The Competitive Enterprise Institute released a report this week entitled, “Politically Determined Entertainment Ratings and How to Avoid Them” by Cord Blomquist and Eli Lehrer. The report examines the ratings systems for movies, comic books, music, television, radio, and video games. Its most basic conclusion is one I agree with: we don’t need the government running ratings systems for entertainment, whether for video games or some other medium. Their more specific conclusions are somewhat problematic. They conclude that “the best ratings systems have evolved in response to market forces.” The report doesn’t offer much support for this conclusion. In part, there is a shortage of examples of ratings systems that haven’t been influenced by the political process and/or threats of government regulation. As best I can tell from the report, satellite radio is the one complete exception where the government played no role in the development of a ratings system. B&L at 18. Music ratings are only a partial exception, since according to the report, several politicians’ wives prompted the creation of music labels. B&L at 13. Blomquist and Lehrer also conclude that as compared to other ratings systems, the one for video games is “the least government-influenced of the lot.” B&L at 24. The report actually suggests otherwise. I'll offer some thoughts on the weaknesses of what is an otherwise interesting report.
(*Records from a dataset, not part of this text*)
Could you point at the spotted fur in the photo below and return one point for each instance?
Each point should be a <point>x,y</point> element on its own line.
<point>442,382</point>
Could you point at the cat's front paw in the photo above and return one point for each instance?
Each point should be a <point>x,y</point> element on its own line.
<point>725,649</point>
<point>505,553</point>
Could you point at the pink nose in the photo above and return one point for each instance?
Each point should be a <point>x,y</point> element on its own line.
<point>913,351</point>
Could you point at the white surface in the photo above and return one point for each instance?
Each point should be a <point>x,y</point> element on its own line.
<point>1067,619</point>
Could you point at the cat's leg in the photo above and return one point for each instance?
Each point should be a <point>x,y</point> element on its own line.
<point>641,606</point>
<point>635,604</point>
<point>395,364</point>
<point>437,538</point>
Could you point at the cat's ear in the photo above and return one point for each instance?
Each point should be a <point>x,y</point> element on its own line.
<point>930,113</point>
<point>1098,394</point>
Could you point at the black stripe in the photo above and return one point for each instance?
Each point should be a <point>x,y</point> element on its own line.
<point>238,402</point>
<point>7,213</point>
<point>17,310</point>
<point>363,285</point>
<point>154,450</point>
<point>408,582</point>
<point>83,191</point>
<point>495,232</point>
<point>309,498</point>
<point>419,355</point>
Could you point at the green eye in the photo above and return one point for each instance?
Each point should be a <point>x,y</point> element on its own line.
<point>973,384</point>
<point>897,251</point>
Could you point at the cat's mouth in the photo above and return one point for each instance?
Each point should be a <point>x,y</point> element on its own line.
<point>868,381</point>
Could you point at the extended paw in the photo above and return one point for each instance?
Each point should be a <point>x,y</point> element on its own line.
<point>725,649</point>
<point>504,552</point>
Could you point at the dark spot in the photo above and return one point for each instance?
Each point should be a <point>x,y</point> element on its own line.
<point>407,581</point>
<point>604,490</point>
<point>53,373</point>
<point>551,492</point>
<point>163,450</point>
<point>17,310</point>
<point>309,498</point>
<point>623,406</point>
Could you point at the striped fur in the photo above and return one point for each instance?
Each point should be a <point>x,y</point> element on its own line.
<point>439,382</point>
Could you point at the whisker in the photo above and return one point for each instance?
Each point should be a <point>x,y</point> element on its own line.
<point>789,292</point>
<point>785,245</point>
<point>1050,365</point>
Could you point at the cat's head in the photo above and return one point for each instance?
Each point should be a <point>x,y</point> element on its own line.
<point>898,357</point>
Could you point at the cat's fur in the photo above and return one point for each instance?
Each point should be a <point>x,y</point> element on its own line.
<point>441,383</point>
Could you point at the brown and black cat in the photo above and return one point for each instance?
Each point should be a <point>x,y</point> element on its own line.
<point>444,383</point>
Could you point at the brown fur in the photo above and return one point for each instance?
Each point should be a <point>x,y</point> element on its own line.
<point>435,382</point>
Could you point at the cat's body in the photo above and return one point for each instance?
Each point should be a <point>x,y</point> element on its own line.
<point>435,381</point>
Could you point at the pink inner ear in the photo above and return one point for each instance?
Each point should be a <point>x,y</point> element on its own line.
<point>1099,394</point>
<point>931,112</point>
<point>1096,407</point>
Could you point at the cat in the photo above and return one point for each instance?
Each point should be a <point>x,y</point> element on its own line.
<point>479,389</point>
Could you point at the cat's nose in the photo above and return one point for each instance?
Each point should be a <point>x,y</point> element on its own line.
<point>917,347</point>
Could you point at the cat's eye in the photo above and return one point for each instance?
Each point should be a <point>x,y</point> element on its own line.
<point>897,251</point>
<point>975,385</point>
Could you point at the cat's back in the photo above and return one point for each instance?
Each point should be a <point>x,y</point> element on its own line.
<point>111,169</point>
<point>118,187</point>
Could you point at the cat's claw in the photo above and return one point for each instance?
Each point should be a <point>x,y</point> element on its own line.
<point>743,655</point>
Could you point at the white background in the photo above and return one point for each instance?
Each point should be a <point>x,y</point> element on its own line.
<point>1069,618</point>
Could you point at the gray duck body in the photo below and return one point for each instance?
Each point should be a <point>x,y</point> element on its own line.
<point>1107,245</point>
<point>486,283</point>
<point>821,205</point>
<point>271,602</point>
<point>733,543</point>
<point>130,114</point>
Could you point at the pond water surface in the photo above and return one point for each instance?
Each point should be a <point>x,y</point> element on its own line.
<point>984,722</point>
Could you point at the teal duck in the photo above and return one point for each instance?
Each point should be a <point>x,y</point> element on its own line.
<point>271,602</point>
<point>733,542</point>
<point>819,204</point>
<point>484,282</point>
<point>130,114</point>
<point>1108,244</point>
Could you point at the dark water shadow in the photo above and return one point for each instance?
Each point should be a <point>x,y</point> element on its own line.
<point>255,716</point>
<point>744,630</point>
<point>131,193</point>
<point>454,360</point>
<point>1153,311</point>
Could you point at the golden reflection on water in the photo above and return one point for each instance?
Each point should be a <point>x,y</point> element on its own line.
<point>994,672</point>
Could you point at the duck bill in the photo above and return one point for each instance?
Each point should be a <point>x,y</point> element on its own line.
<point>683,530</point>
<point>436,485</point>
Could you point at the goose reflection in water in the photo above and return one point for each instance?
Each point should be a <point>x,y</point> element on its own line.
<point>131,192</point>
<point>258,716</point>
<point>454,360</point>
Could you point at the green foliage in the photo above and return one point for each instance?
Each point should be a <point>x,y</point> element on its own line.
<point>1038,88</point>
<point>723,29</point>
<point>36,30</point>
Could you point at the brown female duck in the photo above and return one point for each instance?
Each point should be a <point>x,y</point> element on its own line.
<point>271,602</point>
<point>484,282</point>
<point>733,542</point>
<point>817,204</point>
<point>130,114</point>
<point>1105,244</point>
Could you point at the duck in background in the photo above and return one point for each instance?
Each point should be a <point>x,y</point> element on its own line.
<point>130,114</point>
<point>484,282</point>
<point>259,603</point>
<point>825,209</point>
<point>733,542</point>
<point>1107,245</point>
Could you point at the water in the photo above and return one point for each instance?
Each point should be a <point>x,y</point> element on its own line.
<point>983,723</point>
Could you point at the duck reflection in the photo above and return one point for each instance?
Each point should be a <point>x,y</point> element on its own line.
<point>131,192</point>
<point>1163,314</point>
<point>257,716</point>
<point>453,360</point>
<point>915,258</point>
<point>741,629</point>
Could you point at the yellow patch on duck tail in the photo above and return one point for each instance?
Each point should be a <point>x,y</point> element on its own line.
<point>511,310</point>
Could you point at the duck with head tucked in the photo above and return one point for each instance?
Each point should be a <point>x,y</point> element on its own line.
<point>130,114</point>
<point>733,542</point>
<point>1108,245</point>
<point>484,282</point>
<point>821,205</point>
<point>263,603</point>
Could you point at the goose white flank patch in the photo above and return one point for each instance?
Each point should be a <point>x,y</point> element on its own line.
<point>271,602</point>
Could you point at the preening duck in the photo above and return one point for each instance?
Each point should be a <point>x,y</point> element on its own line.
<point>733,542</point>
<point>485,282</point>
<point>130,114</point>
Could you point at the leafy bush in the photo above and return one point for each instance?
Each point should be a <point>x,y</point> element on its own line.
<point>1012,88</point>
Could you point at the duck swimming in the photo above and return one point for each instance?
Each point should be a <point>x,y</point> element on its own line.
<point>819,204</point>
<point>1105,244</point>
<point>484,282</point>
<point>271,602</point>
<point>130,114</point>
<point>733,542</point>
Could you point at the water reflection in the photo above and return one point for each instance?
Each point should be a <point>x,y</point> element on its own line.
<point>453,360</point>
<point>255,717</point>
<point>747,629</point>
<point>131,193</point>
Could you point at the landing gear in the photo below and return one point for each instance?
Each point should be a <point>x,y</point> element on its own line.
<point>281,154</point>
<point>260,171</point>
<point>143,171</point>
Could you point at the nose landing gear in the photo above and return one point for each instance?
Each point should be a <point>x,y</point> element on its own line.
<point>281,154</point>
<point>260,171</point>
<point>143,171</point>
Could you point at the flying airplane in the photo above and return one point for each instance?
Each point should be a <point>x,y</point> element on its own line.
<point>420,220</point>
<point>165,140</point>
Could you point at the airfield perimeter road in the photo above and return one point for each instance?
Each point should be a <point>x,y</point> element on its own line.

To start, compare the comic book and video game rating systems, i.e., the Comics Code and the Entertainment Software Ratings Board (ESRB) (the two systems I know best). Blomquist and Lehrer do not mention the 1948 Comics Code and the associated controversy that led to it. Instead, they start in 1954, claiming that “[t]he battle over comic book content began with Frederic Wertham’s 1954 book Seduction of the Innocent.” B&L at 9. Cf. Amy Kiste Nyberg, Seal of Approval: The History of the Comics Code 23-44 (University of Mississippi 1998) (discussing the controversy over comic book content in the 1940s). Blomquist and Lehrer describe the 1954 Comics Code, which was later modified in 1971 and 1989, as a failure. B&L at 2, 11. But they describe the ESRB’s system as one of the best ratings systems—perhaps the best ratings system. B&L at 1, 24. As mentioned above, the report concludes that government influence impairs the development of rating systems. One was bad (the Comics Code). One was good (the ESRB). To find out why, we need to be clear about how the two systems developed and the level of government involvement in both. There are, however, problems with the authors’ account of the history of these ratings systems.
Blomquist and Lehrer initially suggest the origins of the two industries’ ratings systems differ in terms of government influence. For the comic book industry, they say “the Comics Code came into existence following a series of hearings that made it clear that Congress would impose a code if the industry did not write one.” B&L at 1. For the video game industry, they say the ESRB “emerged almost entirely as a result of voluntary private action.” B&L at 1. Here, it sounds as if there was more government influence over the development of the Comics Code.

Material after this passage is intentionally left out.